ANSA/EPA/Rolex dela Pena

Cambio di strategia dopo le pressioni del regime

La nazionale dell’Iran è tornata a cantare l’inno dopo la clamorosa protesta della prima giornata del mondiale in Qatar 2022. Giunti alla partita contro il Galles tutti i giocatori hanno cantato o almeno mormorato l’inno nazionale: si è pensato a pressioni da parte del regime, o almeno il pubblico sugli spalti deve averlo pensato, visto in quanti hanno contestato con “buu” e fischi la retromarcia dei giocatori.

Tra i più rabbuiati, a bocca mezza chiusa, l’attaccante del Bayer Leverkusen Sardar Azmoun, che si era più volto esposto a sostegno della rivolta contro gli Ayatollah.

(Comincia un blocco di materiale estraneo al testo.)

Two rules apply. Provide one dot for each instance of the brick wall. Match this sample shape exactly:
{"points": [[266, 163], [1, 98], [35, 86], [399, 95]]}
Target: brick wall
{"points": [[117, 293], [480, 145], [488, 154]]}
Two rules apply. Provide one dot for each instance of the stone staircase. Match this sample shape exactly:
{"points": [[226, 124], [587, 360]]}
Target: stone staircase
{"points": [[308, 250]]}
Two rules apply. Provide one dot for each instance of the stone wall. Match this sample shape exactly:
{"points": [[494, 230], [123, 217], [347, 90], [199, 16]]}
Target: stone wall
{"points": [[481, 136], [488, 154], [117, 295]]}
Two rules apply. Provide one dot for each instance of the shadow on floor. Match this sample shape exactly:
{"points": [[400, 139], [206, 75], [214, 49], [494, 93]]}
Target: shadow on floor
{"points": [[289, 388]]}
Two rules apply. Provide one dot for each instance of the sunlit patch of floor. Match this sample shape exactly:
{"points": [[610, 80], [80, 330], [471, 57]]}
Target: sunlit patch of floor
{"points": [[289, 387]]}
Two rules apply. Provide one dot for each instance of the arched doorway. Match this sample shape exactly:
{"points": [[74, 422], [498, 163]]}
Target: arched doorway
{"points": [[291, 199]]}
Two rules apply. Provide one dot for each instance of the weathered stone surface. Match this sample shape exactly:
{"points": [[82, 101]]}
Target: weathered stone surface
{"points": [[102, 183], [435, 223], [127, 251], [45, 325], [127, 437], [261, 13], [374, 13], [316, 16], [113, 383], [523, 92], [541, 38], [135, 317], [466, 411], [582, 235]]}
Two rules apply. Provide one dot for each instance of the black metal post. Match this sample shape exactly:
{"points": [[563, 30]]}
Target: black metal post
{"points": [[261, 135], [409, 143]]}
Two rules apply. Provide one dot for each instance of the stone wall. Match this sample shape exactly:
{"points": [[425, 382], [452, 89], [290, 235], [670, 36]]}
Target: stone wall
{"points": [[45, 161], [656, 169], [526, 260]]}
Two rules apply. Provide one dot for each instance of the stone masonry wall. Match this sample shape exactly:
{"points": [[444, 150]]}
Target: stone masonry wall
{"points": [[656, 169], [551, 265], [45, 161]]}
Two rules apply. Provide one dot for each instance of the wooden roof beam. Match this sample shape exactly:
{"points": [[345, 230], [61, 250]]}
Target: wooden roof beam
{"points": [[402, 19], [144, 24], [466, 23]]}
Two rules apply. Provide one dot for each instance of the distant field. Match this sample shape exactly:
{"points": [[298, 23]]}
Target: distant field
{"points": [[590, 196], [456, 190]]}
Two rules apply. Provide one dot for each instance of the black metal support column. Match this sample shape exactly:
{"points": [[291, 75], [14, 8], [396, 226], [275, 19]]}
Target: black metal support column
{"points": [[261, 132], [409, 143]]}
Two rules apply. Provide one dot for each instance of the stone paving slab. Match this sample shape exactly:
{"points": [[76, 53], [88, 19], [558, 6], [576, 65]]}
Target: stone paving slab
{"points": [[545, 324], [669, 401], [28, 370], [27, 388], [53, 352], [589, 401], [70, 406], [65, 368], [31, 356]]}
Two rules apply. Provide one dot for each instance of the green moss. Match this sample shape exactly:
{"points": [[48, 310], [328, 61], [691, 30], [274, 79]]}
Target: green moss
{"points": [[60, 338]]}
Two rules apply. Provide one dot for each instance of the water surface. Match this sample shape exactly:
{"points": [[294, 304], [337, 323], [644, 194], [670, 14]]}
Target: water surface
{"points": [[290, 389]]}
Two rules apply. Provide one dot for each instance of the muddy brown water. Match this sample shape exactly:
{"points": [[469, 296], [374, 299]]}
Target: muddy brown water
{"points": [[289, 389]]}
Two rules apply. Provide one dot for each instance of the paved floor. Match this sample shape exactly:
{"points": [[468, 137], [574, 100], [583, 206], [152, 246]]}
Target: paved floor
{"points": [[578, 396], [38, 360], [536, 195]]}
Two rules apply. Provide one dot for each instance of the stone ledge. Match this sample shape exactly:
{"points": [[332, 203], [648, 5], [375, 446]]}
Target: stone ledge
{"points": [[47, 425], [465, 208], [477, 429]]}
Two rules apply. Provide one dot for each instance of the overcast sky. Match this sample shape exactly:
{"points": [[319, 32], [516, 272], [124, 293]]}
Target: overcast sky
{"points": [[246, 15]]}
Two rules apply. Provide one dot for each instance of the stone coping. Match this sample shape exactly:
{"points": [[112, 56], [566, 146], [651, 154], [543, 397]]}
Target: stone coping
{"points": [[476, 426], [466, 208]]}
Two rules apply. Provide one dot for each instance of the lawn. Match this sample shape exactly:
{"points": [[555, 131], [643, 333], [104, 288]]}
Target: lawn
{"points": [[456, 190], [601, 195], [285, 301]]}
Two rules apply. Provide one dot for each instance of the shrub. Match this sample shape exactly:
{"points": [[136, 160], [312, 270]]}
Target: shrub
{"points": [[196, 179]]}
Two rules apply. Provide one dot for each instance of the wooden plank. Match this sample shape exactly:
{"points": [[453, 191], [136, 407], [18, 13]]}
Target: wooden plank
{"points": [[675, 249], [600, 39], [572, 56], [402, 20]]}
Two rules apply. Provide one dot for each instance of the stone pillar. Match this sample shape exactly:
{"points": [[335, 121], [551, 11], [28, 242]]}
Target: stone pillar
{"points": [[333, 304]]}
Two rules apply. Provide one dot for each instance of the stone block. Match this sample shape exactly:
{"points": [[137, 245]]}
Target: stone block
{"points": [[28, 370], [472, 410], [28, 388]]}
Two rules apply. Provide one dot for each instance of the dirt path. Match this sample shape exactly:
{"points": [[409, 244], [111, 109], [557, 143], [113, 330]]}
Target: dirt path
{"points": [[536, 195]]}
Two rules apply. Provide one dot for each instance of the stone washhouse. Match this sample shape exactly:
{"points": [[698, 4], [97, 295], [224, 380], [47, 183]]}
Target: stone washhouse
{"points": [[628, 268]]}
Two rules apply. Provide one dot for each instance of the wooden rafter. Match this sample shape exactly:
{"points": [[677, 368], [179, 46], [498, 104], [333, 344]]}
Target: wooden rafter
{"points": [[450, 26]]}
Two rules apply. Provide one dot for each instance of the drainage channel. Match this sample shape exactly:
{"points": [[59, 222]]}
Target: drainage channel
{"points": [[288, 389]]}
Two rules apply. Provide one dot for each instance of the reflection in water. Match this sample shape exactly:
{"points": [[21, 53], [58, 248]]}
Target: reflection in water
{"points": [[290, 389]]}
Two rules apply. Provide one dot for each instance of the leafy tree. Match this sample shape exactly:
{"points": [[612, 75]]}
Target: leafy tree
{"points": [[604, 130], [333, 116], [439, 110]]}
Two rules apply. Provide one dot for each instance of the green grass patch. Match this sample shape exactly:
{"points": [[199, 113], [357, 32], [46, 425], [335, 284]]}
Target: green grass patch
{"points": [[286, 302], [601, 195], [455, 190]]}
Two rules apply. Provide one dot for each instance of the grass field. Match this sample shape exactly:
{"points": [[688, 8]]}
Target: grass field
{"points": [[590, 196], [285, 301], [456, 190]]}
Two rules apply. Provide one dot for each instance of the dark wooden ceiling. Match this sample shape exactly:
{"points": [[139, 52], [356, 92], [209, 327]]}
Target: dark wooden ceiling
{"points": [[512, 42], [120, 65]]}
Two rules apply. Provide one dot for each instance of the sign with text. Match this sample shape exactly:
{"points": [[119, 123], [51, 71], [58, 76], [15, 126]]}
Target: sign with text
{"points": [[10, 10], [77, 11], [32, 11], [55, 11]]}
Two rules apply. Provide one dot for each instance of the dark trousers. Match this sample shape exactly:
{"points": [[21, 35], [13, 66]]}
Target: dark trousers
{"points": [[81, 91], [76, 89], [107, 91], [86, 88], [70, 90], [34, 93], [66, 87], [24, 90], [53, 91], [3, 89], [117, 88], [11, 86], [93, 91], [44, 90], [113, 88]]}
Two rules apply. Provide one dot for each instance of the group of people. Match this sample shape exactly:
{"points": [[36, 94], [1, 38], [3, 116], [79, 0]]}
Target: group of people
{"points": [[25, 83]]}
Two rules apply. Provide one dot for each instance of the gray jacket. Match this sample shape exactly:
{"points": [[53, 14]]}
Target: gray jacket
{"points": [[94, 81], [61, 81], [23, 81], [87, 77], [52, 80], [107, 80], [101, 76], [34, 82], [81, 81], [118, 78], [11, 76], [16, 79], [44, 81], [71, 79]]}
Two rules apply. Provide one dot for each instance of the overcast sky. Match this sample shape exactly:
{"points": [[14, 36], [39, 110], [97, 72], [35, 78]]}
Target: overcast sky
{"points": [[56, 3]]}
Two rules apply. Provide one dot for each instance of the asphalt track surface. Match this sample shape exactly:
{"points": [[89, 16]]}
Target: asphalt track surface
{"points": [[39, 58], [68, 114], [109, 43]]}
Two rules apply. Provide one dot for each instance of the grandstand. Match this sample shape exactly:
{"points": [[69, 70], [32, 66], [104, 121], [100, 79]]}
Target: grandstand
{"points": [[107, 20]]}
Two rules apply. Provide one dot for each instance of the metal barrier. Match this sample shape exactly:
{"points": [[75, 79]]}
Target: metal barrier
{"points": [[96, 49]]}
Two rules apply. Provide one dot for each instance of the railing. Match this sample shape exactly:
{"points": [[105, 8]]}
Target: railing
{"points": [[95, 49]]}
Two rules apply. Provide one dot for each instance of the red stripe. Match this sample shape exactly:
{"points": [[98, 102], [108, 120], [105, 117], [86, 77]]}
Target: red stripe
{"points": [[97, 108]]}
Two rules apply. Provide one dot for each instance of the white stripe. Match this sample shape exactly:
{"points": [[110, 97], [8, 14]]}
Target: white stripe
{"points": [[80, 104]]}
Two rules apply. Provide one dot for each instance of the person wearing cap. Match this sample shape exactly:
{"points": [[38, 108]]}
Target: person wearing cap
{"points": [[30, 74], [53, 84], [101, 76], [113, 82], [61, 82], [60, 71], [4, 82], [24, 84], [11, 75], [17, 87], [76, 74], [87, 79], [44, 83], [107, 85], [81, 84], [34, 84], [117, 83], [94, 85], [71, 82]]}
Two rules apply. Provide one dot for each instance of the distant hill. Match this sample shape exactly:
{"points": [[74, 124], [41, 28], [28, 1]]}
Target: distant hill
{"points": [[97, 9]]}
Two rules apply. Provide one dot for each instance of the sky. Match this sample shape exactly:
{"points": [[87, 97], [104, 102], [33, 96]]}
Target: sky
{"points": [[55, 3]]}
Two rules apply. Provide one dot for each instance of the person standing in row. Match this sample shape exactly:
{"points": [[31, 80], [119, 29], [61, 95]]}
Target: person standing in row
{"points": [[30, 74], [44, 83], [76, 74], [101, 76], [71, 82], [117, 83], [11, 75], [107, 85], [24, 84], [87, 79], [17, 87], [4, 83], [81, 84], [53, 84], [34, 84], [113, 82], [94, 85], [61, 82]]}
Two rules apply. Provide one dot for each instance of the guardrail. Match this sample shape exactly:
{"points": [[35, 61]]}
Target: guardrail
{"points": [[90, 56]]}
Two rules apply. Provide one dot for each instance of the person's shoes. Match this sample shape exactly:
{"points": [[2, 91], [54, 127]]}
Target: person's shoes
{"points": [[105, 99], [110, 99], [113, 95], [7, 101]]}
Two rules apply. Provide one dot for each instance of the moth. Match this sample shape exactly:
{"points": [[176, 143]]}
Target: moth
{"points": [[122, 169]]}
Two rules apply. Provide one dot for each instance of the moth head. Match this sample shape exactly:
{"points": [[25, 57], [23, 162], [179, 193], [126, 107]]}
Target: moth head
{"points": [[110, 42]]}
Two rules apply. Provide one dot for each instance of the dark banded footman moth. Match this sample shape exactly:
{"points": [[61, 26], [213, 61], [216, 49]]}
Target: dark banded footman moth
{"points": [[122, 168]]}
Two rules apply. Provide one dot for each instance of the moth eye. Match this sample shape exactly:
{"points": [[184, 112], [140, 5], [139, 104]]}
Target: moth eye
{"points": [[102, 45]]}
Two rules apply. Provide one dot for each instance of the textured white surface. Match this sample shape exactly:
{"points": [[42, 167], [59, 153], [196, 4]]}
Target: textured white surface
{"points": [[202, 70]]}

L’Iran ha poi vinto la partita e festeggiato ma questo non ha impedito la comparsa sugli spalti di striscioni e magliette con lo slogan “Donne, vita, libertà” inneggiante alle proteste in corso in Iran da metà settembre, dopo la morte della giovane curda Mahsa Amini.

La retromarcia è seguita all’intervento del potente presidente del Consiglio comunale di Teheran, il falco Mehdi Chamran, che dopo la partita inaugurale ha lanciato un avvertimento minaccioso: “Non permetteremo a nessuno di insultare il nostro inno o la nostra bandiera”. E un deputato conservatore del Kurdistan ha invitato a sostituire i calciatori con giovani “fedeli e rivoluzionari disposti a cantare l’inno”.

Inoltre, alla vigilia della partita con il Galles è arrivato anche il brutale arresto del calciatore curdo Voria Ghafouri, portato via in manette davanti al figlio. Un monito molto chiaro.